Table 2. The thoracic surgery experience of the reviewers who assessed the responses generated by ChatGPT in English and Chinese language contexts.

Years of experience	English (n=24), n (%)	Chinese (n=35), n (%)
5-10	8 (33)	10 (29)
10-20	9 (38)	17 (48)
≥20	7 (29)	8 (23)

A total of 35 reviewers participated in this study; 24 of these reviewers assessed the English responses, and all reviewers assessed the Chinese responses (Table 2). As shown in Table 1, of the 37 responses, 34 (92%) were qualified both in English and Chinese contexts, whereas the remaining 3 (8%) responses were unqualified in both contexts. The unqualified responses primarily focused on diagnosing disease symptoms and symptoms related to surgical complications. For example, in the case of hoarseness (Q5) in patients with lung cancer, there was a lack of consideration for the possibility of tumor or metastatic lymph node involvement of the recurrent laryngeal nerve. Similarly, responses about hoarseness after esophageal cancer surgery (Q31) failed to mention surgery-related recurrent laryngeal nerve injury, a common complication of the procedure. Additionally, responses regarding postoperative milky white pleural effusion after esophageal cancer surgery (Q32) omitted the description of surgery-related thoracic duct injury, which can lead to chyle leak. The reasons for determining the responses as unqualified in English and Chinese contexts were similar. Detailed information is listed in Multimedia Appendix 1. There was no statistically significant difference (34/37, 92% vs 34/37, 92%; P=.99) in the qualification rate between the 2 sets, indicating that ChatGPT has the potential to provide comparable quality of responses in English and Chinese contexts. Moreover, we ensured the reliability of the evaluation process by having all qualified and unqualified responses reevaluated and confirmed by 7 clinicians with over 20 years of experience in the field of thoracic surgery.

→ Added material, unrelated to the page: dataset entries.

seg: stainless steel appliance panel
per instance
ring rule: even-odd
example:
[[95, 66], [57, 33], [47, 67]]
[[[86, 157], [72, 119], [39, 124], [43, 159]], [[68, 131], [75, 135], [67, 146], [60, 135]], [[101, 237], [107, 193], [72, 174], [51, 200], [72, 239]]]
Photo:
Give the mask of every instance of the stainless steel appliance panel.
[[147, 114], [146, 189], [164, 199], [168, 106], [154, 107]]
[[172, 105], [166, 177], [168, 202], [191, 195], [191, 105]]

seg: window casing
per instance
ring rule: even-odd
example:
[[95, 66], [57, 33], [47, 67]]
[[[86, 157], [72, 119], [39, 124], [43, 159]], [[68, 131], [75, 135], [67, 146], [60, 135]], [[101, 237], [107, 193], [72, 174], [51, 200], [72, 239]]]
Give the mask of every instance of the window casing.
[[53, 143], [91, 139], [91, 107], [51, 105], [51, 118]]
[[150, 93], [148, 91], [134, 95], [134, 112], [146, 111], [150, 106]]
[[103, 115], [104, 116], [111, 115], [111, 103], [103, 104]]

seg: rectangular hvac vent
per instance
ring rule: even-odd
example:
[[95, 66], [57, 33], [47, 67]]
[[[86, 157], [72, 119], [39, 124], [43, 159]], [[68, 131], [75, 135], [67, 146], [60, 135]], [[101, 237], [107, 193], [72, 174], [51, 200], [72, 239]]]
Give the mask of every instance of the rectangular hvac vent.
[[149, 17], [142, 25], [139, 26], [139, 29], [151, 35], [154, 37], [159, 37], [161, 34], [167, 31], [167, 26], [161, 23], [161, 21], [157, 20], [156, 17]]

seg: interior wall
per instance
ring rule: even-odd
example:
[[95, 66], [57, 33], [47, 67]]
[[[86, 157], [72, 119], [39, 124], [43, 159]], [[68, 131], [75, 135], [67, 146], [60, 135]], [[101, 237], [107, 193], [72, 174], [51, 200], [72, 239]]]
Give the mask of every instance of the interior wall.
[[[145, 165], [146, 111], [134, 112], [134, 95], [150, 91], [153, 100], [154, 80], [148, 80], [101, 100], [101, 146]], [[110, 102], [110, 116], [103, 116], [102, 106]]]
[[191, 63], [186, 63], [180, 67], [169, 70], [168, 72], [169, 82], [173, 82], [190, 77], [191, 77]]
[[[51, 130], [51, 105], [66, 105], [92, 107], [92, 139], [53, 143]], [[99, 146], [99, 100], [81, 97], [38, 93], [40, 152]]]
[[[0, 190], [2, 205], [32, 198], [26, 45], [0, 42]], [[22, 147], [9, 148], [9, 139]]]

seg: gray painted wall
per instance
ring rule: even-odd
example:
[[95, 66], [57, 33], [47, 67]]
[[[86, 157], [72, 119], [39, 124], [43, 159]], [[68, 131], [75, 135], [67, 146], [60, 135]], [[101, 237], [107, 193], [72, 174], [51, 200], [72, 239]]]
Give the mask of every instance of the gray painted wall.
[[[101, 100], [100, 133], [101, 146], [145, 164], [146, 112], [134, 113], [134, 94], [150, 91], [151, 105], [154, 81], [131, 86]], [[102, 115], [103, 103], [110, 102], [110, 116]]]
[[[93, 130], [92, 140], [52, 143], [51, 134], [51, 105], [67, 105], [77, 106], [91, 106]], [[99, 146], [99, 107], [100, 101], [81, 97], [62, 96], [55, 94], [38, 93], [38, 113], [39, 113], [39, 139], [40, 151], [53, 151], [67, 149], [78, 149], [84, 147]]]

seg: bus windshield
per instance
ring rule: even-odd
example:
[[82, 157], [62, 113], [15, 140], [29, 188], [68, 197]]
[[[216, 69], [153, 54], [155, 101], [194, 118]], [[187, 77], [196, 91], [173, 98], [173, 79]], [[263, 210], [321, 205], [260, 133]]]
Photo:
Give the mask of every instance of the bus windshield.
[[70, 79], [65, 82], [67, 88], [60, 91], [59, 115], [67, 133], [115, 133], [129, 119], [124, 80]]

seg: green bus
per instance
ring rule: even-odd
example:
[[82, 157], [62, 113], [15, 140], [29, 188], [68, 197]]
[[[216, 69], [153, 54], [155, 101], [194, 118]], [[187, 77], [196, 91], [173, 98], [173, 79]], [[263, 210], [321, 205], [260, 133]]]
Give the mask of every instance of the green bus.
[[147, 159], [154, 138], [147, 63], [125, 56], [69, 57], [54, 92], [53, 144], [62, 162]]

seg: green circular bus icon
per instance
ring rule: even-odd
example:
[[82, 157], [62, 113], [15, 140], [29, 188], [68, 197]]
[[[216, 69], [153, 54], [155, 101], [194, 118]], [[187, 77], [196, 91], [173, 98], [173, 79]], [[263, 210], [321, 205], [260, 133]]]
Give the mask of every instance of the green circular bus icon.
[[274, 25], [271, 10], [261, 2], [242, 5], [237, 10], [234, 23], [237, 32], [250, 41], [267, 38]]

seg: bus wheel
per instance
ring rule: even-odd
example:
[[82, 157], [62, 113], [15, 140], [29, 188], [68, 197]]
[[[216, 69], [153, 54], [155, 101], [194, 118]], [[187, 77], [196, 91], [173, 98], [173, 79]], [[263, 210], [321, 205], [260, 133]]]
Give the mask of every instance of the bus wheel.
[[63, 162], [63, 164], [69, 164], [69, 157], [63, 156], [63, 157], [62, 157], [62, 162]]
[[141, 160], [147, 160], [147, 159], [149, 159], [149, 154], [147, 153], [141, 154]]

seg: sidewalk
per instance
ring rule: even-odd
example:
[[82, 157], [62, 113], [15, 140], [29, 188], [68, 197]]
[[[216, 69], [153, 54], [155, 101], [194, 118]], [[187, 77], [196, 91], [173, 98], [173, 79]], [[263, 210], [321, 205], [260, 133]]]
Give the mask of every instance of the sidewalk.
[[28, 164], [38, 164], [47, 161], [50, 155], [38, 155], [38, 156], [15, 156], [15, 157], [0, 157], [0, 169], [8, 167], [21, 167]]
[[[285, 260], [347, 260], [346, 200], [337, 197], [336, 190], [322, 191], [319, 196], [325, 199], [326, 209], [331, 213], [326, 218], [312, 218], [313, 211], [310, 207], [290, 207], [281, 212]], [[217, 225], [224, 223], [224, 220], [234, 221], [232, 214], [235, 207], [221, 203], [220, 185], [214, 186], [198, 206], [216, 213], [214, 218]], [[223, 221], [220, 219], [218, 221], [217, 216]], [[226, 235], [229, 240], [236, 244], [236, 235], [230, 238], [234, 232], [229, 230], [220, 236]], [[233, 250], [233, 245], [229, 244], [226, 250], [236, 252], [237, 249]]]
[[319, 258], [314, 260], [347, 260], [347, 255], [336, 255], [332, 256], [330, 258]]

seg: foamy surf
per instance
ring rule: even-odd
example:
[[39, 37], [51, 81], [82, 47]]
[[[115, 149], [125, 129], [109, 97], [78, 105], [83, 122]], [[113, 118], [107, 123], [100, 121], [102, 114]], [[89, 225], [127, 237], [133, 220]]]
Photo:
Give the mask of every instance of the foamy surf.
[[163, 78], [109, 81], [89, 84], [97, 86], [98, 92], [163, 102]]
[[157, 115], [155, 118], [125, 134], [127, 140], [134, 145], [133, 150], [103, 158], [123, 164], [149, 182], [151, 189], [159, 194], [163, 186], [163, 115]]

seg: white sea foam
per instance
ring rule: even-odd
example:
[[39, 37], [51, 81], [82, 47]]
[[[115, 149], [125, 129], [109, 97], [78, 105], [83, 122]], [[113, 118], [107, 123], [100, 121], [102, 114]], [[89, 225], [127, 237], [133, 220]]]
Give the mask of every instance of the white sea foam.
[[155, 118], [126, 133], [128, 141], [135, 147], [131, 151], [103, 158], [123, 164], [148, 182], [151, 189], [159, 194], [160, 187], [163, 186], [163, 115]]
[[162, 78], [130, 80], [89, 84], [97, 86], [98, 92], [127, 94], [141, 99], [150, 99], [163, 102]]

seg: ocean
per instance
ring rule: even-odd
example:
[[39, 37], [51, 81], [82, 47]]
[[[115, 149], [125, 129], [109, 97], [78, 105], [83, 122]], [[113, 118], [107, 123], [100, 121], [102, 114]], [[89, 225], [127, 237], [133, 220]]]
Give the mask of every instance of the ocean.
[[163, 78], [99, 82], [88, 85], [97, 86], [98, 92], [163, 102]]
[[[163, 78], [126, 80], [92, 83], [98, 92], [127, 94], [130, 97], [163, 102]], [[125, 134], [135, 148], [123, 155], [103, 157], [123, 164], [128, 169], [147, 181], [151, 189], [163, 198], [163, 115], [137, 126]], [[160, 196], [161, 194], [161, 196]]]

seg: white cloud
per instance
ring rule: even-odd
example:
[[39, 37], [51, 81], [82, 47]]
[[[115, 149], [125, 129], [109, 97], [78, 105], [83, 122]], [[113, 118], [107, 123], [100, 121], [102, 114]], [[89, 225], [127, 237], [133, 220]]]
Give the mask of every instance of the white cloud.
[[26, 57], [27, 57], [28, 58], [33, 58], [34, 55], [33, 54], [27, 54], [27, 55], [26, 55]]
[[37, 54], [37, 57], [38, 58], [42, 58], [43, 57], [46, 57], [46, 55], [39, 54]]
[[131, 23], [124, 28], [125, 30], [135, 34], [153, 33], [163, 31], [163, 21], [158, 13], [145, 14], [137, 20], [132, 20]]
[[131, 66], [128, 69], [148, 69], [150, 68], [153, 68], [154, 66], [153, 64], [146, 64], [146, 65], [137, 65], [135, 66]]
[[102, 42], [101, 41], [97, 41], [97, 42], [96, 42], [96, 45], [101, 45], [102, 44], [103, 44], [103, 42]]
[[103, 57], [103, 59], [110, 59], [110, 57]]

ChatGPT achieved a satisfactory qualification rate (92%) in generating responses related to disease, diagnostic procedures, perioperative complications, treatment measures, disease prevention, and perioperative care considerations in both language contexts. This opens new avenues for enhancing patient education through AI-driven applications. ChatGPT is a versatile tool that might improve patient satisfaction, alleviate anxiety, increase compliance, and enhance the quality of clinical service in this setting. From a 24/7 availability standpoint, it is a convenient tool for users to obtain medical information at any time, thus reducing the communication costs between health care professionals and patients. These costs include time and, in certain cases, monetary expenses. By providing immediate access to information, ChatGPT saves time for both health care providers and patients and can potentially reduce expenses associated with traditional consultations or repetitive inquiries. Our study also indicates a small portion responses generated by ChatGPT were unqualified (3/37, 8%). Consequently, the manual scrutiny of health care professionals remains necessary, particularly in instances involving the diagnosis and treatment of diseases or perioperative complications. Consistent with existing literature [11-13], our findings suggest the importance of considering the benefits and risks of using ChatGPT in the medical field. Additionally, evaluating ChatGPT in various language contexts provides valuable insights into its performance across diverse cultural and linguistic backgrounds. The comparable qualification rates demonstrate that ChatGPT is effective in supporting perioperative patient education for both English- and Chinese-speaking populations. This ensures that individuals who prefer or are more comfortable with either language can equally benefit from the AI-generated responses. In the future, there will be substantial prospects for the application of AI, combined with human review, in patient education and health consulting following the patients’ signing of relevant informed consent documents.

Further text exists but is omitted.